Organizations that serve multiple parties from a centralized physical GCP infrastructure face a design puzzle - how to structure the cloud environment to accommodate the needs of a multi-tenant system. You may find yourself in this space if you are a SaaS provider, independent software vendor (ISV) or enterprise IT department responsible for providing services to multiple internal groups. While designing a complete multi-tenant cloud system that encompasses storage, compute, networking, etc. is beyond the scope of this article, one frequently encountered focus area is API consumption.
Let's lay out a few common API consumption use cases.
- as a SaaS provider or ISV, your customers consume Google Maps Platform APIs by way of your application
- as a SaaS provider or ISV, your customers consume your own APIs hosted in GCP and registered with Cloud Endpoints
- as an IT department, your customers consume Google Cloud APIs directly
The common element in all these use cases is request authentication with Google API keys. Maps Platform requires API keys and your custom-built APIs can choose to use API keys as can the public Google Cloud APIs. Keep in mind that API keys are not appropriate for all authentication scenarios. For example, authenticating end users is better accomplished with other methods.
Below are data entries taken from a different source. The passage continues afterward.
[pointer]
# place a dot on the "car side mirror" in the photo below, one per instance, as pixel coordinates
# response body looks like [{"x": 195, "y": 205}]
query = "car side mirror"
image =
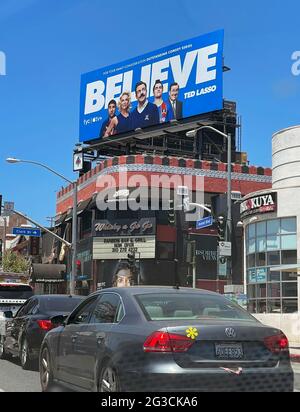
[
  {"x": 8, "y": 314},
  {"x": 59, "y": 320}
]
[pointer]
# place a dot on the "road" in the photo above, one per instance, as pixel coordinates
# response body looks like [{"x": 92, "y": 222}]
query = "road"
[{"x": 14, "y": 379}]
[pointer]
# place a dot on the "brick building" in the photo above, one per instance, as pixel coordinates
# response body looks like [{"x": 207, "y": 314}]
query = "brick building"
[{"x": 162, "y": 252}]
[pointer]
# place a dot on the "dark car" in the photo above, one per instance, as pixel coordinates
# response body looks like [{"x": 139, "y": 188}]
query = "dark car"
[
  {"x": 27, "y": 329},
  {"x": 164, "y": 339}
]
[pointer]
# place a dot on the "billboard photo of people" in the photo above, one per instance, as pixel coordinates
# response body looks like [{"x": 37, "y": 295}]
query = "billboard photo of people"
[{"x": 173, "y": 83}]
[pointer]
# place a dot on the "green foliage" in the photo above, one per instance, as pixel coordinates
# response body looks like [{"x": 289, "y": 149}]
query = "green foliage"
[{"x": 13, "y": 262}]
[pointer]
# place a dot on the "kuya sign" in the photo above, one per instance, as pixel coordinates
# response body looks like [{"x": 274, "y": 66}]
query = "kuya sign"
[
  {"x": 173, "y": 83},
  {"x": 265, "y": 203}
]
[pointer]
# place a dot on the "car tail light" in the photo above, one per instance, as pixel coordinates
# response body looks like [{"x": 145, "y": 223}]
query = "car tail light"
[
  {"x": 45, "y": 324},
  {"x": 277, "y": 343},
  {"x": 167, "y": 342}
]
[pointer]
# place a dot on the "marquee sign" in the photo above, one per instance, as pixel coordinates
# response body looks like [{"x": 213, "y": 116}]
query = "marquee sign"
[
  {"x": 116, "y": 248},
  {"x": 124, "y": 227},
  {"x": 264, "y": 203}
]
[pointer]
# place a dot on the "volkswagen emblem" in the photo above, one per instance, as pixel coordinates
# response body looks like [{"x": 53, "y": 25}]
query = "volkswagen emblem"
[{"x": 230, "y": 332}]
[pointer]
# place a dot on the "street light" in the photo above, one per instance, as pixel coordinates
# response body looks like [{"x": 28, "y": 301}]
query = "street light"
[
  {"x": 193, "y": 133},
  {"x": 74, "y": 217}
]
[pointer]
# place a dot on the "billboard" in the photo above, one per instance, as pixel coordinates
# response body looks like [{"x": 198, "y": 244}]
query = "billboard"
[{"x": 174, "y": 83}]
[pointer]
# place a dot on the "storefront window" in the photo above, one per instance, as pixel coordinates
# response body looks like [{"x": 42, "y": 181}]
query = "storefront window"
[
  {"x": 252, "y": 306},
  {"x": 289, "y": 242},
  {"x": 261, "y": 244},
  {"x": 289, "y": 257},
  {"x": 251, "y": 246},
  {"x": 289, "y": 289},
  {"x": 274, "y": 290},
  {"x": 251, "y": 261},
  {"x": 288, "y": 226},
  {"x": 273, "y": 258},
  {"x": 262, "y": 291},
  {"x": 273, "y": 276},
  {"x": 261, "y": 229},
  {"x": 273, "y": 243},
  {"x": 261, "y": 306},
  {"x": 270, "y": 244},
  {"x": 289, "y": 276},
  {"x": 273, "y": 227},
  {"x": 251, "y": 231},
  {"x": 289, "y": 306},
  {"x": 251, "y": 291},
  {"x": 274, "y": 306},
  {"x": 260, "y": 259}
]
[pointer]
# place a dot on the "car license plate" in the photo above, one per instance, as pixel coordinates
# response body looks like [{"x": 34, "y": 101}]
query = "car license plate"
[{"x": 227, "y": 351}]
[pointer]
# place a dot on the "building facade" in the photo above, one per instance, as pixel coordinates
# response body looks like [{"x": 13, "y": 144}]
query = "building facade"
[
  {"x": 160, "y": 247},
  {"x": 272, "y": 240}
]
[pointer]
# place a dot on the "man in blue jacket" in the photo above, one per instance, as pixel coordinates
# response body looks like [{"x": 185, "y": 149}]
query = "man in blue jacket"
[{"x": 146, "y": 114}]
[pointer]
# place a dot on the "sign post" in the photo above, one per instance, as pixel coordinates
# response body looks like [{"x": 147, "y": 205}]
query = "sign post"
[
  {"x": 206, "y": 222},
  {"x": 34, "y": 232}
]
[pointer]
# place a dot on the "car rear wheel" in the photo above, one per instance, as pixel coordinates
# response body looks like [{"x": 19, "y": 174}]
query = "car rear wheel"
[
  {"x": 46, "y": 374},
  {"x": 109, "y": 379},
  {"x": 24, "y": 355},
  {"x": 3, "y": 354}
]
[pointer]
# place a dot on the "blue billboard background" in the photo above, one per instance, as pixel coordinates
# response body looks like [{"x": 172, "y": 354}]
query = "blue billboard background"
[{"x": 190, "y": 75}]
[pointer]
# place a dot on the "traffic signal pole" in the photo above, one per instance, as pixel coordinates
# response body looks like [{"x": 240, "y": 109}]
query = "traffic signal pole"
[{"x": 229, "y": 214}]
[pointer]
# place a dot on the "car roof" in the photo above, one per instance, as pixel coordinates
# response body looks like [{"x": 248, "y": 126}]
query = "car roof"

Why fine-grained API key access management?
Some of the reasons for building a sound architecture to manage multiple tenants at a fine-grained level include:
- tracking spend by customer, internal department or team for invoicing purposes
- securing access by customer domain or IP
Design patterns for multi-tenant API consumption
There are a few patterns in the wild that multi-tenant software providers have established, each with advantages and disadvantages. Each pattern has deployment-related subtleties which can only be addressed with knowledge of your specific system.
Pattern Decision Matrix
Pattern | ||||
API key | GCP Project | Channels (Labels) | Customer-managed | |
allocate spend by customer | no* | yes | yes | yes |
provider management overhead | high | high | high | low |
responsible party: project, keys, channels and security | provider | provider | provider | customer |
responsible party: cost management | provider | provider | provider | customer |
volume pricing benefits** | discounts | discounts | discounts | possible |
*possible when combined with channels
**available through Maps Partner relationship
API key per customer
Software provider creates a single GCP project and API key for each customer. This is often the first solution that comes to mind. A disadvantage with this approach is that all API key management falls on the provider, including creating and destroying keys and configuring API key security. And, although the available billing data (Cloud Console billing reports and Big Query billing data export) contains API keys (suffixes only), it is recommended to combine this pattern with channels (below). The advantage is the provider can take advantage of discounted tier pricing with Woolpert as your Maps partner as the project is linked to the partner billing account. However, cost management becomes the provider's problem and protecting against cost overruns becomes paramount.
Project per customer
Software provider creates a GCP project for each customer and an API key inside each project. Provider retains ownership and management responsibilities of the project and API keys. The Cloud Console billing reports, BigQuery billing export data and our invoice will break down spend by project. Provider invoices customers accordingly. The challenge here is in managing these projects as customer come and go (which can be done programmatically), and running up against GCP project quota limits. Also, API key security is left up to the software vendor. As in the first pattern, the provider can take advantage of discounted tier pricing with Woolpert as your Maps partner. Here too, protecting against cost overruns is critical.
Channel (Label) per customer
Only available with Maps Platform and Google Cloud APIs. Not available for your custom APIs in Cloud Endpoints.
Software provider creates a single project and API key. This single key is used across all customers. Provider decorates requests with channels to track customers. These channels are available in the all billing report data sources to separate spend by customer. There is a cap of 1000 unique channels per API key after which additional API keys can be created. The drawback with this approach is two-fold: channel management is on the provider and API key security becomes a giant whitelist containing all customer domains and API keys are shared across customer sites. Discounted tier pricing is also available here but with that comes the responsibility to protect against cost overruns.
Customer-managed API key
Customer creates own GCP project and API key and provides it to the software provider during onboarding. In this scenario, the customer is responsible for managing the API key, including security. Any spend is billed to the customer's billing account and therefore cannot take advantage of discounted tier pricing at the provider level. The advantage is the provider is relieved of the burden of managing API keys and projects and the customer is directly responsible for all spend, including any cost overruns.
Our recommendations
There's no single solution to this puzzle that will meet every organization's needs and desires. But practically speaking, if you as the service provider want to minimize overhead and are comfortable with laying more responsibility on your customers, we recommend Customer-managed API keys. On the other hand, if you want to take on this overhead as a service you provide to your customers, consider a hybrid solution of API key per customer combined with channels.